On Fri, 2011-12-30 at 02:40 +0000, Steve Horne wrote:
> Well, we're playing a semantic game anyway. Treating effects as
> first-class concepts in themselves is fine, but IMO doesn't make
> Haskell pure.

Okay, so if you agree that:

(a) IO actions are perfectly good values in the Haskell sense.
(b) They are first class (can passed to/returned from functions, etc.).
(c) When used as plain values, they have no special semantics.
(d) An IO action is no more a Haskell function than an Int is.
(e) All effects of a Haskell program are produced by the runtime system
performing the IO action called "main" (evaluating expressions lazily as
needed to do so), and NOT as a side-effect of the evaluation of
expressions.

Then we are completely in agreement on everything except whether the
word "pure" should apply to a programming language with those semantics.
Certainly the rest of the Haskell community describes this arrangement,
with effects being first-class values and performing those effects being
something done by the runtime system completely separate from evaluating
expressions, as Haskell being pure.  You can choose your terminology.

> I don't know the first thing about denotational semantics, but I do
> know this - if you place run-time behaviour outside the scope of your
> model of program semantics, that's just a limitation of your model. It
> doesn't change anything WRT the program itself - it only limits the
> understanding you can derive using that particular model.

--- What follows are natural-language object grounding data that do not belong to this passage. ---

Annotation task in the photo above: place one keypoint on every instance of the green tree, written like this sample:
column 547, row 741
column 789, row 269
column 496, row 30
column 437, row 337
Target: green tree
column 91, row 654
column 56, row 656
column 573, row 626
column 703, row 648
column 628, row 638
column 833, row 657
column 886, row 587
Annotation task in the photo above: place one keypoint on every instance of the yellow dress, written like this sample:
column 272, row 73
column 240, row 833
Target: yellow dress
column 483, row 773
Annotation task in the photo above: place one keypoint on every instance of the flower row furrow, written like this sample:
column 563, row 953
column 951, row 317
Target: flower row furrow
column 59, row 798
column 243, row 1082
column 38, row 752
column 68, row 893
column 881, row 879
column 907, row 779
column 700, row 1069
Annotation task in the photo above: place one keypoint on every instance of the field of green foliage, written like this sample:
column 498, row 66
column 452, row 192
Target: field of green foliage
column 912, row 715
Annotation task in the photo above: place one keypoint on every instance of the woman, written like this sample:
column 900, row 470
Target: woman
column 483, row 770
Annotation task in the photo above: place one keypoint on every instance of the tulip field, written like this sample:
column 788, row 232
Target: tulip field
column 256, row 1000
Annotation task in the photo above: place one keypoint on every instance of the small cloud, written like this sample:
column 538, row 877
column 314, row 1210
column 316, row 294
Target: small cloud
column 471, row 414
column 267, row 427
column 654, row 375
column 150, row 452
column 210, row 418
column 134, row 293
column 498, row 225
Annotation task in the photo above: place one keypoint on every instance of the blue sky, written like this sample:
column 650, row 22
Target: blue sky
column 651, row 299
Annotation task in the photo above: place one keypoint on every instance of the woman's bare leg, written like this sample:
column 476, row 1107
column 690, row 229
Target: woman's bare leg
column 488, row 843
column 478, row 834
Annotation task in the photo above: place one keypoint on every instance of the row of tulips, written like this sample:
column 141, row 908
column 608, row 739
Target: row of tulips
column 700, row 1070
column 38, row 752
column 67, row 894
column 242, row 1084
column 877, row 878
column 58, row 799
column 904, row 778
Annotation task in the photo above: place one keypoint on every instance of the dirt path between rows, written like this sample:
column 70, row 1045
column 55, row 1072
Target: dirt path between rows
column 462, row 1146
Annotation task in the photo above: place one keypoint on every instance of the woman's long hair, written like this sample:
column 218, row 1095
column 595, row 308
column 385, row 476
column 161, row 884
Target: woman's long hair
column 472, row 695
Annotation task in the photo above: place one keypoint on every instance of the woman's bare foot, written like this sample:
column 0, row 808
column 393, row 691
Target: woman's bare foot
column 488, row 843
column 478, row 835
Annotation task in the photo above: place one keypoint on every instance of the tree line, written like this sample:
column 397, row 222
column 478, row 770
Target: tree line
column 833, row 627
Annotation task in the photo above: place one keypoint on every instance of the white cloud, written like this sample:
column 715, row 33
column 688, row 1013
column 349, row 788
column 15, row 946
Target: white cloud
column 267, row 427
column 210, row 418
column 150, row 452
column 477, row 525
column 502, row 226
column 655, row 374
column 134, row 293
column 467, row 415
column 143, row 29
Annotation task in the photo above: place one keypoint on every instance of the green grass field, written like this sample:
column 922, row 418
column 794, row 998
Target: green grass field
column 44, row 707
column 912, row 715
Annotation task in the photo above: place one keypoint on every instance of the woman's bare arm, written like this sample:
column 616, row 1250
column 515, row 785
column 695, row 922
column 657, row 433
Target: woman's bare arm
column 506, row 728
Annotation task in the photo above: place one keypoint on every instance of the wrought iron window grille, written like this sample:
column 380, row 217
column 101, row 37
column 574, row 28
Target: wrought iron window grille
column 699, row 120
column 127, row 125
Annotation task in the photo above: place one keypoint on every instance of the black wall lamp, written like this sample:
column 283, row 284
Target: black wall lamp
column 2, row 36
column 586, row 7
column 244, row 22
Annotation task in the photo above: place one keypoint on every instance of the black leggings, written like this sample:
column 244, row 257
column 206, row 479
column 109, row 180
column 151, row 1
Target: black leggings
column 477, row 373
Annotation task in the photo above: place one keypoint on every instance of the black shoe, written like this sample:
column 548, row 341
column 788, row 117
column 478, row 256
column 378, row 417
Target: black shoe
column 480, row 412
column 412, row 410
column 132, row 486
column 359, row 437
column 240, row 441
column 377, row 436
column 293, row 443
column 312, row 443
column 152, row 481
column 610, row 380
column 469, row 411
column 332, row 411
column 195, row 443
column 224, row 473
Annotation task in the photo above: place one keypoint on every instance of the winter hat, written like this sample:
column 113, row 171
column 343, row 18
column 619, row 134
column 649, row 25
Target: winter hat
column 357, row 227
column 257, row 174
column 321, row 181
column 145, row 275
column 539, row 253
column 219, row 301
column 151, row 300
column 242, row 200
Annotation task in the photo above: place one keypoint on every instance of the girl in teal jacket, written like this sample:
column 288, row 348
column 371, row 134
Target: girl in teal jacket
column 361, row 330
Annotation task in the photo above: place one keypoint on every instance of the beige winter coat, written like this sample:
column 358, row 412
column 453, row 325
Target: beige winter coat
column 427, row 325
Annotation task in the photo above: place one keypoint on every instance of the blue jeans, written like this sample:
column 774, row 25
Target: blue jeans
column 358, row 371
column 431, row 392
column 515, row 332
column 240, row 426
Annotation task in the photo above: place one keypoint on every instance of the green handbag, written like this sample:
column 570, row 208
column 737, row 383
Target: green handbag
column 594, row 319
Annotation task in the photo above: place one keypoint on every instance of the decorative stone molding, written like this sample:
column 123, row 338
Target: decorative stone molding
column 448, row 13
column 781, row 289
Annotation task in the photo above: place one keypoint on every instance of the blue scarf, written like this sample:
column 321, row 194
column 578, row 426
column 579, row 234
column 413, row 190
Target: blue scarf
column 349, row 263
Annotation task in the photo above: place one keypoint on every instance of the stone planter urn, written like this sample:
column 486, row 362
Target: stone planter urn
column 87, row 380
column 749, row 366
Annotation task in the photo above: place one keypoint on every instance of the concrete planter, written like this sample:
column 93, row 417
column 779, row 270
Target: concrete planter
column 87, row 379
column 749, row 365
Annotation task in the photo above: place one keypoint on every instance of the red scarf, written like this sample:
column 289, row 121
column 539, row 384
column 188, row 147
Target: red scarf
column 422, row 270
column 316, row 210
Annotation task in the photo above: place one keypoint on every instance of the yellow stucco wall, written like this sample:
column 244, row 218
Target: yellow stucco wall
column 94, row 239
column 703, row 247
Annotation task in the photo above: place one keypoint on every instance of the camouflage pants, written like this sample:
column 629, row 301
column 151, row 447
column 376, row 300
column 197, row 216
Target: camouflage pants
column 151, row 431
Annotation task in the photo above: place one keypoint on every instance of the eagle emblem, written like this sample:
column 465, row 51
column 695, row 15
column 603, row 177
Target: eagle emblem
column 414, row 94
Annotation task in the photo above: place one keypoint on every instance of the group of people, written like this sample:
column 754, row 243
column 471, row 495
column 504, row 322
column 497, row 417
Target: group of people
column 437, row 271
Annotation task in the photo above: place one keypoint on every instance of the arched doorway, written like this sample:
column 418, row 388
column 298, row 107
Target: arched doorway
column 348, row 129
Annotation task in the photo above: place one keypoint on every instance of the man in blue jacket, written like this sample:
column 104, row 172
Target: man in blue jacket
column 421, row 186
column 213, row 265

The important bit about purity is that programs with I/O fit in to the
pure model just fine!  The pure model doesn't fully explain what the I/O
actions do, of course, but crucially, they also do not BREAK the pure
model.  It's a separation of concerns: I can figure out the higher-level
stuff, and when I need to know about the meaning of the values of
specific hairy and opaque data types like IO actions, or some complex
data structure, or whatever... well, then I can focus in and work out
the meaning of that bit when the time comes up.  The meanings of values
in those specific complex types doesn't affect anything except those
expressions that deal explicitly with that type.  THAT is why it's so
crucial that values of IO types are just ordinary values, not some kind
of magic thing with special evaluation rules tailored to them.